Authentication¶
By default, Ociregistry authenticates with the upstream registry if required using the built-in auth mechanisms of the OCI distribution spec implemented by the upstream server itself.
External authentication is also supported. External authentication means obtaining an auth token from an external endpoint, and then using the auth token to pull from the upstream.
How it works¶
When you configure a registry for external auth, Ociregistry obtains an auth token from that external auth mechanism and uses that token to pull from the upstream:
sequenceDiagram
Ociregistry->>+Auth Service: Request token
Auth Service-->>-Ociregistry: Token
Ociregistry->>+Upstream: Pull with Token
Auth config is part of the registry configuration element in the config.yaml provided to Ociregistry on the command line: ociregistry --config-file somefile.yaml serve. The registry configuration looks as follows. The token key introduces external auth:
registries:
- name: my-registry.io
auth:
token:
provider: <provider name>
providerOpts: <comma-separated key=value provider-specific opts>
expiry: <expiration duration>
static: <literal token value>
The token structure is detailed below:
| Field | Description |
|---|---|
provider |
Currently, ecr is the only supported provider. See the next section for details on ECR support. |
providerOpts |
These are provider-specific comma-separated key/value pairs. E.g.: foo=bar,bin=baz. |
expiry |
This is the token expiration period. The Ociregistry will run a background goroutine to refresh the token every expiry period of time. Valid time units are s (seconds), m (minutes), and h (hours). E.g.: 1h. These values are supported by the Go duration parser.

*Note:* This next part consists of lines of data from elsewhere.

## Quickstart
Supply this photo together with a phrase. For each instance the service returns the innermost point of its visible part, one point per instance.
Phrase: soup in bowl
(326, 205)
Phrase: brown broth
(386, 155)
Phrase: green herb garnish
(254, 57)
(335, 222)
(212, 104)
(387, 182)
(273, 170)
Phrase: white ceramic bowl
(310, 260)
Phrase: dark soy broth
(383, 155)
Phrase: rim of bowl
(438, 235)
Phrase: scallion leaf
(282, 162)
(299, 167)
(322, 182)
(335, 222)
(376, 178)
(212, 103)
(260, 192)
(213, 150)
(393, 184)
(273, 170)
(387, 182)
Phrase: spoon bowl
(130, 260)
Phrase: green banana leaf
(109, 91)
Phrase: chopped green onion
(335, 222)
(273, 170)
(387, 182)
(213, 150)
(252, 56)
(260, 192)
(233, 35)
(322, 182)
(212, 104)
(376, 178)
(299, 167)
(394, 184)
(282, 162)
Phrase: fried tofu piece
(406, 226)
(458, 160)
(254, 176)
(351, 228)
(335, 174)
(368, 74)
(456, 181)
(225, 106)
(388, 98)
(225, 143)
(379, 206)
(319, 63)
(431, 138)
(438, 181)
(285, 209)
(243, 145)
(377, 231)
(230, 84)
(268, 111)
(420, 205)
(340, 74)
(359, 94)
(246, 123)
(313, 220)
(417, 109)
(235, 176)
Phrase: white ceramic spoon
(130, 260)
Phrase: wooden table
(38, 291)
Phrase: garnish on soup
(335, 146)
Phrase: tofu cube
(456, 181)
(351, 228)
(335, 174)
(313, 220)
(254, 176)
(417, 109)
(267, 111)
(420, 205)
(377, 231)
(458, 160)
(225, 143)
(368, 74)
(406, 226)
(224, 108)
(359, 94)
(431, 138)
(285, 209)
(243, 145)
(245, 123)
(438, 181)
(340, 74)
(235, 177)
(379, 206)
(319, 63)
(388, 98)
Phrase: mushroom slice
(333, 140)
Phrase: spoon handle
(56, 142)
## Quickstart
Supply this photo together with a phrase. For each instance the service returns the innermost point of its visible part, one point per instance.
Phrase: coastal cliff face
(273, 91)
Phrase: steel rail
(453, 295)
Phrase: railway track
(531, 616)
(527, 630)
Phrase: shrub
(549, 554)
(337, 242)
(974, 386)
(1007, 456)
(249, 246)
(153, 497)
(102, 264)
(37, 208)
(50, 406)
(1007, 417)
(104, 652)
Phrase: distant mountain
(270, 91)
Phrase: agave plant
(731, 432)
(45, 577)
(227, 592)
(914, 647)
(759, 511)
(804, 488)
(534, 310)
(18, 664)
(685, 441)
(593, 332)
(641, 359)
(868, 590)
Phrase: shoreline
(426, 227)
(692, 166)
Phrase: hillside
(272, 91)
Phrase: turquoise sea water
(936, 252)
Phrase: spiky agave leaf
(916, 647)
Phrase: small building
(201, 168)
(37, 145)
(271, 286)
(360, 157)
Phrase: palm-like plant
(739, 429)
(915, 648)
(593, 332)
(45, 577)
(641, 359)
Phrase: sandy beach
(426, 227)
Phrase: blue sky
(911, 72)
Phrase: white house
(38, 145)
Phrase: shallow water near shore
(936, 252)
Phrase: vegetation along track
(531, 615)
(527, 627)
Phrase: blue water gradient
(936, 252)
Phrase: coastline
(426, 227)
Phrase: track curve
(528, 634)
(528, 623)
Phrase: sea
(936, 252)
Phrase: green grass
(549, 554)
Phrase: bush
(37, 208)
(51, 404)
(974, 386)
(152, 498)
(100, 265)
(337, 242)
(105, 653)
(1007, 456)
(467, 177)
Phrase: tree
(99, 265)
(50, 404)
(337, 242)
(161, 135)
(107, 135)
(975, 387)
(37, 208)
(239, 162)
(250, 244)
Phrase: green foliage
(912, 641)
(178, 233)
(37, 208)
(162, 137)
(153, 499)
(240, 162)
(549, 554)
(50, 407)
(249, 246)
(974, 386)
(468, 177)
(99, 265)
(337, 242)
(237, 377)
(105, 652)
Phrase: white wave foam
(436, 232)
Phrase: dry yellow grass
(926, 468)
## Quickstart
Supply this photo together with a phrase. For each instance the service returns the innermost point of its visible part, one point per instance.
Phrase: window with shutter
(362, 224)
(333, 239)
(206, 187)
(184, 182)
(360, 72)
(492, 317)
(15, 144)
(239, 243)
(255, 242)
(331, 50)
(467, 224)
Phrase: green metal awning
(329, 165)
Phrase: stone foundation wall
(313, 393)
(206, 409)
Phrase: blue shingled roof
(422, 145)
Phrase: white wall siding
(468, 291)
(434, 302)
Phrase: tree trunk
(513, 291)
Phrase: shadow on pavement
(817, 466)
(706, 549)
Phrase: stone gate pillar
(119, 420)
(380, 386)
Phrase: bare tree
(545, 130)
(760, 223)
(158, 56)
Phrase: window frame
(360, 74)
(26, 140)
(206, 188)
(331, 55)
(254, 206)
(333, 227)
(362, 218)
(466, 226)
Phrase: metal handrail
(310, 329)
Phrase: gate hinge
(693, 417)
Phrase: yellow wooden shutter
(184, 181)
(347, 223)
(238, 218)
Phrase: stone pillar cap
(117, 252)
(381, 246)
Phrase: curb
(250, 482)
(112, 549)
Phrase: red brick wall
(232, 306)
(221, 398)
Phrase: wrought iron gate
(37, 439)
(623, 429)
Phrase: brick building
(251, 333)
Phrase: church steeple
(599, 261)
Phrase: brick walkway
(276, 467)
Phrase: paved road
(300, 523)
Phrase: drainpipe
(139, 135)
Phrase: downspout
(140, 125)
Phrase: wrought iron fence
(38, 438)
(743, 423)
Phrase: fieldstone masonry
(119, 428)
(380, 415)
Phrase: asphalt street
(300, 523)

You are free to specify a shorter value than the actual token expiration, for example to ensure that you never have an expired token. |
static |
This was introduced for testing but remains as a fall-back. If you obtain a token, you can paste it in here, start the server, and the server will use this rather than running a goroutine to refresh the token periodically. |
Amazon Elastic Container Registry (ECR)¶
ECR token-based auth gets a token the same way as this AWS CLI command:
aws ecr get-authorization-token --output text\
--query 'authorizationData[].authorizationToken'
Ociregistry uses the AWS SDK to obtain the token. The SDK obtains its IAM identity and entitlements from the AWS configuration of the host (EC2 instance, Kubernetes pod, laptop, bare metal server, etc.) Fundamentally Ociregistry doesn't know how the AWS SDK obtains the token. It is the responsibility of the registry installer, or DevOps team to configure the processor that runs Ociregistry to have an identity and entitlement to get a token. From the Ociregistry server's perspective, all those concerns are opaque. Clearly though the requirement is for Ociregistry to be running on a host with an AWS account context.
As long as aws sts get-caller-identity returns something meaningful on the processor that is running the Ociregistry server, then the ECR integration should work.
The following provider opts are currently supported:
| Option | Description |
|---|---|
profile |
A profile name in ~/.aws/credentials. |
region |
An AWS region. E.g. us-south-1. |
Here is a sample registry configuration entry for ECR integration:
registries:
- name: 111122223333.dkr.ecr.us-south-1.amazonaws.com
auth:
token:
provider: ecr
providerOpts: profile=default,region=us-south-1
expiry: 6h
The provider opts are probably redundant in the example above. The goal is to express what is allowed.